Home (The Earth is Poem), 1992

Home (the earth is a poem) is inspired by the great American poet, Walt Whitman, and his vision of the United States as a “great poem” – an experiment in the creation of a diverse and democratic “New Eden”. It is made up of a fabricated window, a hoe with preserved leaves emerging from the top, and two stools. On one of the stools rests an open copy of Walt Whitman’s “Leaves of Grass”. I drilled many holes in the book and planted in these small holes preserved blades of grass but left this part of the verse in the book exposed:

Take my leaves America!

Make welcome for them everywhere, for they are your own off-
spring,

Surround them East and West, for they would surround you,

And you precedents, connect lovingly with them, for they connect
lovingly with you.

I wrote my own small poem as a response and it is framed on the wall:

The earth is a poem, Walt Whitman –

all margins, no borders:

La tierra es un poema, Walt Whitman –

todos es margen, sin fronteras.

IN/SITE92 is about Transcending Borders. The earth and nature itself do not recognize “borders” and as humanity is part of nature, borders are essentially artificial - a fabrication.
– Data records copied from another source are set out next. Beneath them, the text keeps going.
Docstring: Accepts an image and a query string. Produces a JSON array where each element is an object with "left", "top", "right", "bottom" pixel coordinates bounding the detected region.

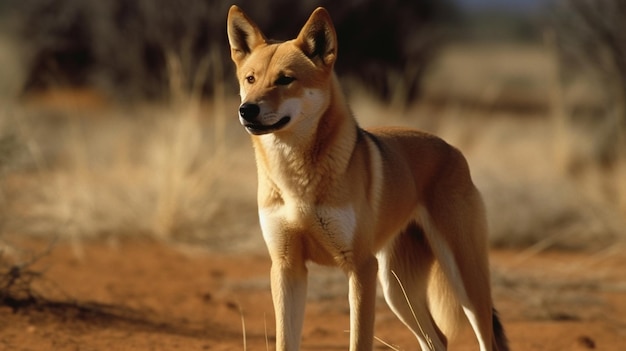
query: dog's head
[{"left": 227, "top": 6, "right": 337, "bottom": 136}]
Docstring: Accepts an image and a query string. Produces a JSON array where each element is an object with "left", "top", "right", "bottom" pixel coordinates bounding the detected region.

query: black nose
[{"left": 239, "top": 103, "right": 260, "bottom": 122}]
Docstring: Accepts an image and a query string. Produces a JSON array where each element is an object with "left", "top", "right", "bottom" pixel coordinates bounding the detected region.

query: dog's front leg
[
  {"left": 270, "top": 257, "right": 308, "bottom": 351},
  {"left": 348, "top": 255, "right": 378, "bottom": 351}
]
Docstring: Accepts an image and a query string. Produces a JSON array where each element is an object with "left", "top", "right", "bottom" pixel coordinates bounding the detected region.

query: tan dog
[{"left": 227, "top": 5, "right": 508, "bottom": 351}]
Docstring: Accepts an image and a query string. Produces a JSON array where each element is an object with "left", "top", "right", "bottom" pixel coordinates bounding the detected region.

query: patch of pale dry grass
[
  {"left": 0, "top": 95, "right": 263, "bottom": 252},
  {"left": 422, "top": 43, "right": 553, "bottom": 104}
]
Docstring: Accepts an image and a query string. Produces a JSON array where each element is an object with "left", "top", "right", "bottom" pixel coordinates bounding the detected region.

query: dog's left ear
[{"left": 295, "top": 7, "right": 337, "bottom": 68}]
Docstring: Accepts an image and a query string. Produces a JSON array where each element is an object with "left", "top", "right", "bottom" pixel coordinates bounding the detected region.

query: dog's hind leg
[
  {"left": 418, "top": 191, "right": 499, "bottom": 351},
  {"left": 377, "top": 222, "right": 448, "bottom": 351}
]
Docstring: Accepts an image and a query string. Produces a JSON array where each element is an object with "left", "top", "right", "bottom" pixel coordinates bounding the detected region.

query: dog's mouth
[{"left": 243, "top": 116, "right": 291, "bottom": 135}]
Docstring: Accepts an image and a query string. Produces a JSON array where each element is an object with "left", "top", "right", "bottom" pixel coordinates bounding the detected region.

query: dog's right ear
[
  {"left": 227, "top": 6, "right": 266, "bottom": 65},
  {"left": 295, "top": 7, "right": 337, "bottom": 68}
]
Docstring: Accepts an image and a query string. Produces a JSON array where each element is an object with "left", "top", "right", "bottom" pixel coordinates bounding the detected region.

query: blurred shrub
[{"left": 14, "top": 0, "right": 458, "bottom": 104}]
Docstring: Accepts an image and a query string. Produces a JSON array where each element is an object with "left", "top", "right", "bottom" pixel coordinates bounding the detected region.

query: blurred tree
[
  {"left": 552, "top": 0, "right": 626, "bottom": 171},
  {"left": 19, "top": 0, "right": 95, "bottom": 91}
]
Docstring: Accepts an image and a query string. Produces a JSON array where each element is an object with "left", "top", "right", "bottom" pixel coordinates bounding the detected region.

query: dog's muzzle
[{"left": 239, "top": 103, "right": 290, "bottom": 135}]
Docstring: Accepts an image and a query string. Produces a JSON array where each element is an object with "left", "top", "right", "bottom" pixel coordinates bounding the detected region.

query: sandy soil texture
[{"left": 1, "top": 238, "right": 624, "bottom": 350}]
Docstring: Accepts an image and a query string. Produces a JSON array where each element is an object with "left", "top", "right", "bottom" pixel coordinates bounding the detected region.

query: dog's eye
[
  {"left": 246, "top": 76, "right": 255, "bottom": 84},
  {"left": 275, "top": 75, "right": 295, "bottom": 86}
]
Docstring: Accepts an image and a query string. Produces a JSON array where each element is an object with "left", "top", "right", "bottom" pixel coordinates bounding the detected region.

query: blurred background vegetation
[
  {"left": 8, "top": 0, "right": 461, "bottom": 103},
  {"left": 0, "top": 0, "right": 624, "bottom": 252}
]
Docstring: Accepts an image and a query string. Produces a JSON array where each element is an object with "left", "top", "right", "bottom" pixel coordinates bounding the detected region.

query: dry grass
[
  {"left": 0, "top": 43, "right": 624, "bottom": 252},
  {"left": 0, "top": 50, "right": 262, "bottom": 252}
]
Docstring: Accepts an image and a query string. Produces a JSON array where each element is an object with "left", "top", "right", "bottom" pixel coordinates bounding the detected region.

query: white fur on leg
[
  {"left": 463, "top": 306, "right": 489, "bottom": 351},
  {"left": 271, "top": 263, "right": 307, "bottom": 351}
]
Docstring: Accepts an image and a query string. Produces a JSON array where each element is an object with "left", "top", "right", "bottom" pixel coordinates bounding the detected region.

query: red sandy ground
[{"left": 1, "top": 238, "right": 624, "bottom": 350}]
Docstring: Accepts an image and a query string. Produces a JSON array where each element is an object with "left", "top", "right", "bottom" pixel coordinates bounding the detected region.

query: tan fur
[{"left": 227, "top": 5, "right": 507, "bottom": 351}]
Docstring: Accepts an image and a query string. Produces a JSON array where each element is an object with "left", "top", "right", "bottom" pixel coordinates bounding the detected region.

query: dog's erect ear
[
  {"left": 295, "top": 7, "right": 337, "bottom": 68},
  {"left": 227, "top": 5, "right": 266, "bottom": 65}
]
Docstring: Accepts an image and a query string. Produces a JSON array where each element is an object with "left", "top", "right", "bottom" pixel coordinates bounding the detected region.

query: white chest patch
[
  {"left": 258, "top": 205, "right": 357, "bottom": 262},
  {"left": 314, "top": 205, "right": 357, "bottom": 248}
]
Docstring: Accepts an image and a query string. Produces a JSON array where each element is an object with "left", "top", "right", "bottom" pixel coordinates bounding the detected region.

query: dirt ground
[{"left": 0, "top": 238, "right": 624, "bottom": 351}]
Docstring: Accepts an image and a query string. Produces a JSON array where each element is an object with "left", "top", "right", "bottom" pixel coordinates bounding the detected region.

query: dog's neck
[{"left": 251, "top": 74, "right": 358, "bottom": 197}]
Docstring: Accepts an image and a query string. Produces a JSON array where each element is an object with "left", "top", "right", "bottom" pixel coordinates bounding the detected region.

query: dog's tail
[{"left": 492, "top": 308, "right": 509, "bottom": 351}]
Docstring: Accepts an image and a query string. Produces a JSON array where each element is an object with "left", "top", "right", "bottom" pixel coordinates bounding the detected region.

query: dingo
[{"left": 227, "top": 5, "right": 509, "bottom": 351}]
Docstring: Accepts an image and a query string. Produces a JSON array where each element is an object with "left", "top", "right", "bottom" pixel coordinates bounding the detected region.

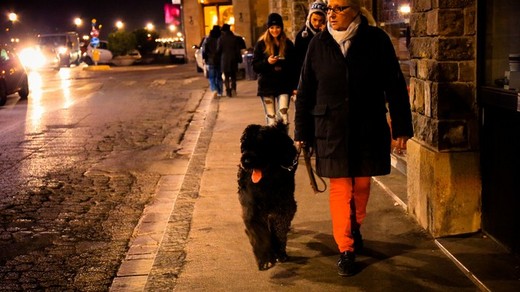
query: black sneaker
[
  {"left": 337, "top": 251, "right": 356, "bottom": 277},
  {"left": 352, "top": 229, "right": 363, "bottom": 253}
]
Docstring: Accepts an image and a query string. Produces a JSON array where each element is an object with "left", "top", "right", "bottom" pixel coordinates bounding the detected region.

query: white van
[{"left": 37, "top": 32, "right": 82, "bottom": 68}]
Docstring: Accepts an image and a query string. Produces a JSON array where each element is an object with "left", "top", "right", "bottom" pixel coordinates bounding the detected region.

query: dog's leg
[
  {"left": 242, "top": 211, "right": 276, "bottom": 270},
  {"left": 269, "top": 202, "right": 296, "bottom": 263}
]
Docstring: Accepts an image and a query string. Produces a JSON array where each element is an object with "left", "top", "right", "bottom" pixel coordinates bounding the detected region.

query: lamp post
[
  {"left": 74, "top": 17, "right": 83, "bottom": 28},
  {"left": 116, "top": 20, "right": 124, "bottom": 30},
  {"left": 6, "top": 12, "right": 17, "bottom": 36}
]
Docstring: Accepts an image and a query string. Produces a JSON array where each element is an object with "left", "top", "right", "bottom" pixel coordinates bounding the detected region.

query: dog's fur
[{"left": 237, "top": 121, "right": 298, "bottom": 270}]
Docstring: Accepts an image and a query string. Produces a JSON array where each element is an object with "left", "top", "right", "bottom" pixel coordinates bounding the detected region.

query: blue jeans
[{"left": 207, "top": 65, "right": 223, "bottom": 95}]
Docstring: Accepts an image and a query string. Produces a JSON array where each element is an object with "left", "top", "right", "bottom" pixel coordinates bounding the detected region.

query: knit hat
[
  {"left": 222, "top": 24, "right": 231, "bottom": 32},
  {"left": 266, "top": 13, "right": 284, "bottom": 29},
  {"left": 308, "top": 1, "right": 327, "bottom": 19}
]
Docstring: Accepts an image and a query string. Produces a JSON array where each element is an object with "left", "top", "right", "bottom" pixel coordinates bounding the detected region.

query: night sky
[{"left": 2, "top": 0, "right": 170, "bottom": 38}]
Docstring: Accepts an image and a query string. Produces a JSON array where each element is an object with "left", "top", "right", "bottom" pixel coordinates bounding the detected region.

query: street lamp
[
  {"left": 74, "top": 17, "right": 82, "bottom": 27},
  {"left": 146, "top": 23, "right": 154, "bottom": 31},
  {"left": 116, "top": 20, "right": 124, "bottom": 30},
  {"left": 8, "top": 13, "right": 18, "bottom": 23},
  {"left": 5, "top": 12, "right": 17, "bottom": 35}
]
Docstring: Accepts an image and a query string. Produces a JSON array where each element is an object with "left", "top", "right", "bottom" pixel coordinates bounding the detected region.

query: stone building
[{"left": 180, "top": 0, "right": 519, "bottom": 255}]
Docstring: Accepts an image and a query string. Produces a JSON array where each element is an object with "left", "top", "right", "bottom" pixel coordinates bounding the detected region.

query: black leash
[{"left": 297, "top": 145, "right": 327, "bottom": 194}]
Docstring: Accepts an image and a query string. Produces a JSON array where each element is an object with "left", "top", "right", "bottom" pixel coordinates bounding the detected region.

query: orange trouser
[{"left": 329, "top": 177, "right": 371, "bottom": 252}]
The dictionary defines the word “transcend”: verb [ trans. ] be or go beyond the range or limits of (something abstract, typically a conceptual field or division).

As we can expect from the mind of a poet deeply receptive to the idea of justice and love of humanity, Whitman’s verse presents a vision of this country that we can look at against the reality of what we actually are and alongside the imagining of an America as a “great poem” that we could one day create.